There is another dangerous bacterium unrelated to Shigella flexneri that makes similar actin tails for itself. This is Listeria monocytogenes, a food-transmitted human pathogen that was responsible for a serious outbreak of disease in late 1998. Listeria can bring about severe meningitis and infrequently induces miscarriages. It turns up in processed meats and milk products, occasionally contaminating the cheese in commercial pizza. In turning actin filaments into tails, both Shigella and Listeria make use of only a single bacterial protein of their own. The proteins from the two microbes are structurally quite dissimilar and so do not share a common origin. Apparently, bacteria have independently evolved mechanisms for making actin tails at least twice.
Chemical thievery may also operate in the opposite direction, when microbes supply rather than secure chemical compounds. The organisms taking microbial chemicals are typically multicellular and harbor parasitic bacteria or have bacteria somewhere in their food chain.

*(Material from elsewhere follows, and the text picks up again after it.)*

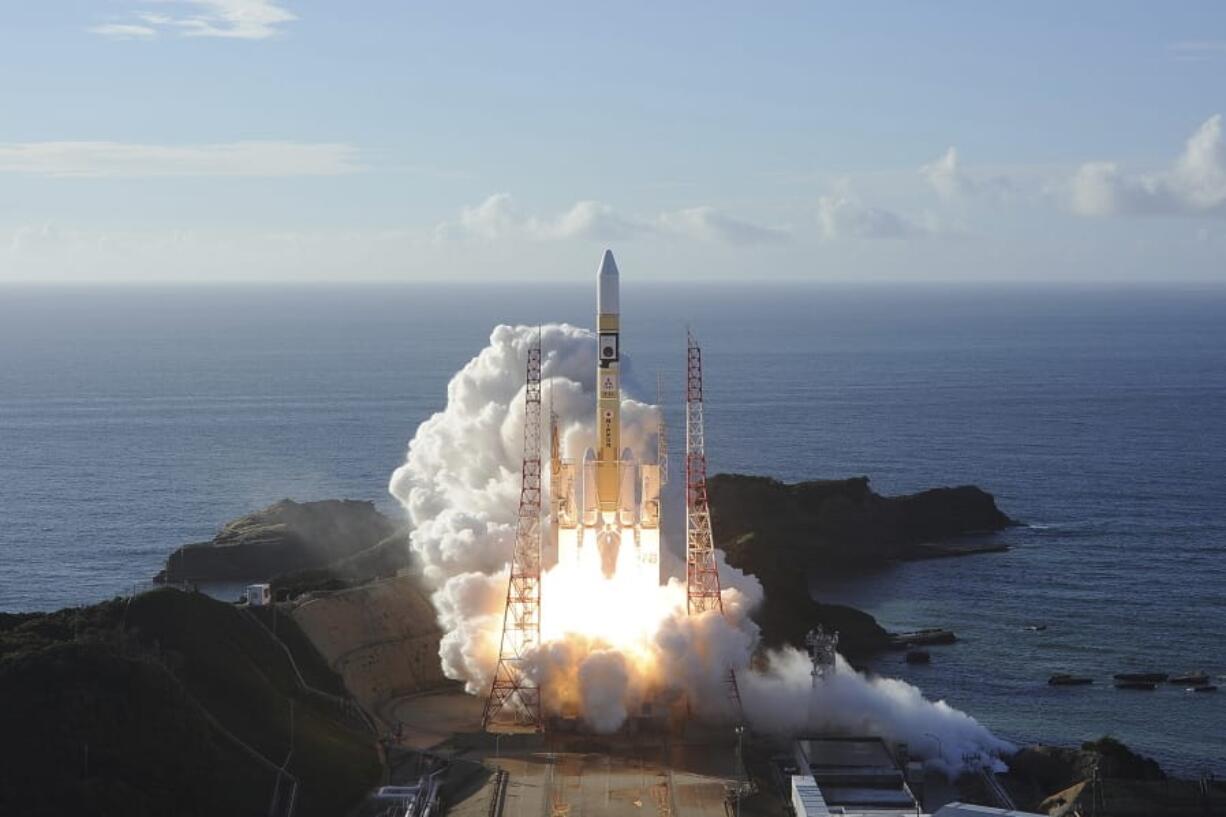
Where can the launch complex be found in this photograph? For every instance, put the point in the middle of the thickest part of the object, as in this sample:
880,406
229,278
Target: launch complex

These contacts permit the larger organisms to appropriate the microbes’ chemicals for their own use. One creature of this sort is the dragon fish (Malacosteus niger), a sharp-toothed predator of the deep sea with an ingenious hunting technique built around bacterial chemicals. Most deep-sea fish are visually most sensitive to the blue light that penetrates the ocean depths farther than other wavelengths. Moreover, many inhabitants of this dim world are bioluminescent: they emit biologically generated light that results from certain chemical reactions. In most cases their light is blue.

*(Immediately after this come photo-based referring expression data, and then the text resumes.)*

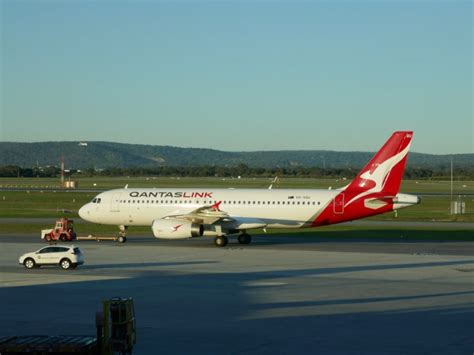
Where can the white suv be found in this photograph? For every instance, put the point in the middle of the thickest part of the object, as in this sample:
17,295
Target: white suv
66,257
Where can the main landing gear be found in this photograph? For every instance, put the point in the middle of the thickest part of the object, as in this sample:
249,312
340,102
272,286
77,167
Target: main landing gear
222,240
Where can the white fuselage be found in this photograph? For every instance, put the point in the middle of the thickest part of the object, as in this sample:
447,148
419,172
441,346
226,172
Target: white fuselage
280,208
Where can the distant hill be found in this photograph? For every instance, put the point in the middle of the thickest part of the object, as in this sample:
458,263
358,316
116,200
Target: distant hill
102,155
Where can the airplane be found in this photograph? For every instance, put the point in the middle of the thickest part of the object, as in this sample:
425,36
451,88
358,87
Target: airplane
191,212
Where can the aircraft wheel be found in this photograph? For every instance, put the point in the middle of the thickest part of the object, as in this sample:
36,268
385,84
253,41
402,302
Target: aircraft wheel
244,238
221,241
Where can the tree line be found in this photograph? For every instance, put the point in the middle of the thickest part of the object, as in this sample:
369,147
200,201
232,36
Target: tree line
231,171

Using this blue light to search the dark waters for prey would present an obvious disadvantage: A predator with a light other creatures can plainly see will very likely reveal its own presence long before sighting its prey. The dragon fish avoids this problem and remains concealed by employing a red light in searching for food. Since red light is invisible to other deep-sea animals, it gives the dragon fish’s prey no advance warning. They never realize a predator has spotted them until it is too late. For this scheme to work, the dragon fish must of course be able to see whatever its red bioluminescence illuminates. Unlike other fishes, it has to see red. There are several ways to do this, but how the dragon fish actually sees red remained an unsolved puzzle until mid-1998. It is now clear that the dragon fish’s eye contains not only the common blue-sensitive pigments but also a mixture of red-sensitive pigments absent in other fishes. Red light striking the molecules of these unique pigments excites them energetically. The excited molecules quickly shed their excess energy by passing it on to the ordinary blue-sensitive pigments, exciting them in turn. This secondhand excitation is essentially the same as the excitation the ordinary pigments experience when struck by blue light. Because the excitation appears normal, the blue-sensitive pigments respond in their normal fashion, which is to send signals along the optic nerve to the fish’s brain. In this way, the brain receives the same signals from both blue and red light, and thus the dragon fish perceives both blue and red.